I have to prove the following: if $R$ is a unital ring ( non necessarily commutative), that is connected (the only idempotents are 0 and 1) and artinian, then $\frac{R}{J(R)}$ is a domain.
My attempt: Since $R$ is artinian, it is semiperfect. Then $\frac{R}{J(R)}$ is semi-simple and idempotents of $\frac{R}{J(R)}$ lift modulo $J(R)$. Since $R$ is connected, it follows that also $\frac{R}{J(R)}$ is connected. Then I'm stuck. Any hint would be appreciated. Thank you !

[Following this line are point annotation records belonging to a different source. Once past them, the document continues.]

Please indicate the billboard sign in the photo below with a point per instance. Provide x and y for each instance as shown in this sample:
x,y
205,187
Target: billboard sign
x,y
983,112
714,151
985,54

Ok, then: after the Artin-Wedderburn theorem, $\frac{R}{J(R)}$ is a product of $n$ matrix ring over division rings. Since the product of at least 2 rings contains non trivial idempotents, (i.e. $(1,0)$), and since $\frac{R}{J(R)}$ is connected, it must be $n=1$. Now, for $N\geq2$ (where $N$ is the size of the matrix), every matrix ring over a division ring contains the non trivial idempotent $(0,0),(0,1)$. Again, by connectivity of $\frac{R}{J(R)}$, we have that $N=1$, so $\frac{R}{J(R)}$ is division ring, hence a domain.